Measurement Techniques
Line Regulation
Measure the output voltage at rated load and at 25 Deg C ambient. Record output voltage with input voltage at low line, nominal and high line. Line regulation is defined as the maximum of the two deviations of output from the value at nominal input. This value is typically specified in percent. Measurements should be taken as quickly as possible so that internal temperature changes do not affect the accuracy.
Load Regulation
At nominal line and 25 Deg C ambient, measure the output voltage at rated load and at minimum load. Load regulation is the difference between the two outputs as a percent of output voltage at rated load. Measurements should be taken as quickly as possible so that internal temperature changes do not affect accuracy.
Temperature Coefficient
Measure the output voltage at nominal ambient temperature (usually 25 Deg C) , nominal input voltage and rated load, and then vary the ambient temperature to each limit. Note the voltage change at each extreme and divide it by the corresponding temperature change. The temperature coefficient is the greater of the numbers.
Output Ripple and Noise
Because of the high frequency content in the output noise waveform, and the proximity of radiated emissions from the converter, it is impossible to make valid measurements without special considerations.

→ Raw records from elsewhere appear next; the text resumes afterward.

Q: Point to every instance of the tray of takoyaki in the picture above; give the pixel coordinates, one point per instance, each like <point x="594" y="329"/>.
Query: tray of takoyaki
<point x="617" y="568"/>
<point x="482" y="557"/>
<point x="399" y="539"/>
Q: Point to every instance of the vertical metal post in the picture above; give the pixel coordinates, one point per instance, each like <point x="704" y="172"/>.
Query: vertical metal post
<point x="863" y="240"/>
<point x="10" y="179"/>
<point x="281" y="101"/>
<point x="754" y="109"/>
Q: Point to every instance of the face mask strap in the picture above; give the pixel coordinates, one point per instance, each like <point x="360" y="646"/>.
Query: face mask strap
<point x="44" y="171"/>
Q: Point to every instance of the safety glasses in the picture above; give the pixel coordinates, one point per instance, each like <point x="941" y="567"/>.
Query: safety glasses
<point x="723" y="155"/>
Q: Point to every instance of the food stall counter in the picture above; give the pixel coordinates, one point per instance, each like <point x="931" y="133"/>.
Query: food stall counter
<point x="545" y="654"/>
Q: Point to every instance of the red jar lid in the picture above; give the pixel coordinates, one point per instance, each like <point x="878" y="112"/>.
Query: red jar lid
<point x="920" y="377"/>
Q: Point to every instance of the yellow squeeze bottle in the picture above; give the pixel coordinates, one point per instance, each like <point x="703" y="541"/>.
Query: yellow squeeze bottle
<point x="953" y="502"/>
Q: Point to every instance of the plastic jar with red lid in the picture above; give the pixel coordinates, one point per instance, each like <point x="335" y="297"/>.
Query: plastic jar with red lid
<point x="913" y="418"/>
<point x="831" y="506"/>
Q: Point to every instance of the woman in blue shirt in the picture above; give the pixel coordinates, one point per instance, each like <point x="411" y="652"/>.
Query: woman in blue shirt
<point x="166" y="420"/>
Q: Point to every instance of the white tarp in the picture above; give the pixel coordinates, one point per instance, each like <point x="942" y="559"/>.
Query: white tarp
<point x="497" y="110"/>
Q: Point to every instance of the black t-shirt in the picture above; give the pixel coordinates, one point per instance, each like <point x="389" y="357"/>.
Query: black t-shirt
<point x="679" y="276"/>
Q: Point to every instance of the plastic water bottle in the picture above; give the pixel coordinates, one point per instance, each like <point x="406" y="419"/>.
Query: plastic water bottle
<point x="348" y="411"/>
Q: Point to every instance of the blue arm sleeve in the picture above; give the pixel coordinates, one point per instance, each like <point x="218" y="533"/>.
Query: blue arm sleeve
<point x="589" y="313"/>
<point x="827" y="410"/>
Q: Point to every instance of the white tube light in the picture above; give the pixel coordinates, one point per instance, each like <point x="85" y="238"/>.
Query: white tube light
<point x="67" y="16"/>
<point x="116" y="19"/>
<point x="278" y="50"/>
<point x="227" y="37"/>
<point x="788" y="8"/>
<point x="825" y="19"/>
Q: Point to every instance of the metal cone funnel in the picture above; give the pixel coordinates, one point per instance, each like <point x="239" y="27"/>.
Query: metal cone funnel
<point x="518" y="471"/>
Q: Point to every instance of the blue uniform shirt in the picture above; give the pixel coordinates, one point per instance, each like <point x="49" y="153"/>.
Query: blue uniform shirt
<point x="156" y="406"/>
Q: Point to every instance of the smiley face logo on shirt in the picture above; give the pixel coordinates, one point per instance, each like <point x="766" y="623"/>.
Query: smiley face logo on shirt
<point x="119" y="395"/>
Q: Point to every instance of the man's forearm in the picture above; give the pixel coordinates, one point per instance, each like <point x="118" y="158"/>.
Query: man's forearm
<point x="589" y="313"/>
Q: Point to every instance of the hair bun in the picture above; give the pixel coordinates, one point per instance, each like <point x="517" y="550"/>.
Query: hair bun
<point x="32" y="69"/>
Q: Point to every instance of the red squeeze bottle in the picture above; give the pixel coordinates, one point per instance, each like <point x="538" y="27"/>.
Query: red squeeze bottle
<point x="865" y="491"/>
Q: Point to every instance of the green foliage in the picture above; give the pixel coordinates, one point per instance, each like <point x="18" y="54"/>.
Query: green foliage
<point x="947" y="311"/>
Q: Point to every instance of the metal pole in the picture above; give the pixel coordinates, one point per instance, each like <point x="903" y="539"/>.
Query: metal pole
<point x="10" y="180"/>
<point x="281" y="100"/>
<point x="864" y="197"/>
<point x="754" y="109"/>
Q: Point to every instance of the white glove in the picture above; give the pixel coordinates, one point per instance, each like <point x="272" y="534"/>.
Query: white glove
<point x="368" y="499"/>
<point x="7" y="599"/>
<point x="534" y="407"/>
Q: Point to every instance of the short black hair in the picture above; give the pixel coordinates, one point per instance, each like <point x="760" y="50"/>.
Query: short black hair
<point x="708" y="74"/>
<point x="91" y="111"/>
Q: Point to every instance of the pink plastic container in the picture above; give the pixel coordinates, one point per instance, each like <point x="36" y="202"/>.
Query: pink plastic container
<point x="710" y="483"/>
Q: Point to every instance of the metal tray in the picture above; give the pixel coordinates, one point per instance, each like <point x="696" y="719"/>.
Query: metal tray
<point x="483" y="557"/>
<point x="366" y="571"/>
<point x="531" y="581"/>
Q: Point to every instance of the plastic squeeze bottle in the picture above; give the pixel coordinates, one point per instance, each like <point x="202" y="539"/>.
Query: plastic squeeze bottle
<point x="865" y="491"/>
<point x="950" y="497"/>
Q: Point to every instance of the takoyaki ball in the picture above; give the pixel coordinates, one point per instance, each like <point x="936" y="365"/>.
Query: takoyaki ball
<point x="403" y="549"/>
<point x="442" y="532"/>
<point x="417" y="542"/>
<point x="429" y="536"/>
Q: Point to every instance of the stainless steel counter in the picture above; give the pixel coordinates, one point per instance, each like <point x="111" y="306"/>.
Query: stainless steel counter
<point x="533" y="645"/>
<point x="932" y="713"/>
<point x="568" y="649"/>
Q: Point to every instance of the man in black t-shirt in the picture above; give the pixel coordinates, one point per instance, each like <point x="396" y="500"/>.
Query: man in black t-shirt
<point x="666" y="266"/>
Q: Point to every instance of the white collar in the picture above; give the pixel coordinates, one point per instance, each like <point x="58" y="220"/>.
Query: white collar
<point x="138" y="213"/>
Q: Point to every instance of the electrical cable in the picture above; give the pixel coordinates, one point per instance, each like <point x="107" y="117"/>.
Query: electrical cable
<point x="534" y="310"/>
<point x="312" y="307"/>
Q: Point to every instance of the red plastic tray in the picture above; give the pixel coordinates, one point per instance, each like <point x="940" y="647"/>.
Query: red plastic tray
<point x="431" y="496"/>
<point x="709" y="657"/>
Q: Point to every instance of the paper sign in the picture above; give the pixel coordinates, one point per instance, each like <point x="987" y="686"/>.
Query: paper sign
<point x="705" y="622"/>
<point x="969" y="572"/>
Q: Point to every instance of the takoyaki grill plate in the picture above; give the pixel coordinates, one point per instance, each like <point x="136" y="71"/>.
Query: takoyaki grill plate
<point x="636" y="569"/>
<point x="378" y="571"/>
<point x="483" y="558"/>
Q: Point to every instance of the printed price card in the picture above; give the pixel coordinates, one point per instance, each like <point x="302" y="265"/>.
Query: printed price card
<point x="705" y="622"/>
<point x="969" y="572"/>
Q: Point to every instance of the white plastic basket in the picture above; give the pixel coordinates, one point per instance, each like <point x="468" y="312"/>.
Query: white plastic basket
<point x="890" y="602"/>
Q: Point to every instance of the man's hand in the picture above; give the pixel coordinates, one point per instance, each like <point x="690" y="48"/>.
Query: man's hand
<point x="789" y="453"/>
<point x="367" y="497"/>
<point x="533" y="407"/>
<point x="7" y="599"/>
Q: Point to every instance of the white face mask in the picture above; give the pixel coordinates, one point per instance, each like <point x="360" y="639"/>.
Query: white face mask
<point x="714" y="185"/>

Using an oscilloscope with a 20 MHZ bandwidth or one with a 20 MHz filter engaged, use a 1 to 1 oscilloscope probe, with at least 20 MHZ probe bandwidth. Remove the probe tip and grounding lead touch the probe tip to the pin of the output being measured and the grounding ring near the tip to the common pin. There is still a small antenna loop created by the probe tip and output terminals. Residual pick up can be reduced by connecting a 0.1μF ceramic capacitor across the output terminals if necessary.
Note: A probe with a conventional ground clip connection will not work for this measurement.
Another method which can be used to obtain accurate measurements is to use a 50 Ohm terminated coaxial cable between the converter and the oscilloscope.
With a high quality conductive ground plane (a sheet of copper or aluminum is acceptable) in place between the converter and the oscilloscope, the shielded low impedance interconnecting wires will pick up very little extraneous noise. To minimize the effects of common mode noise a common mode choke is connected to the converter input. With this method of measurement the actual noise is double the peak to peak value displayed on the oscilloscope, since the terminated coax divides the signal by 2. To obtain accurate measurements the load must have a very low reactance at the switching frequency, preferably below 2%. The coupling capacitor C can be a low ESR electrolytic type, not less than 10μF.
Common Mode Noise Current
Attach a common mode choke between the input power source and the converter under test. Attach a short conductor between the input common pin and the output common pin. Apiece of braid or solderwick will work well. Clamp a current probe onto this conductor, and measure the peak to peak current. Use a filter to establish the 20 MHZ bandwidth.
Reflected Ripple Current
This is an important parameter for DC/DC converters because they are sometimes supplied from relatively high impedance sources, or they are at the end of long supply wires. It occurs in all switched mode converters because during switching action very short duration high current pulses are demanded.
A typical measurement technique is to use a wideband current probe and oscilloscope.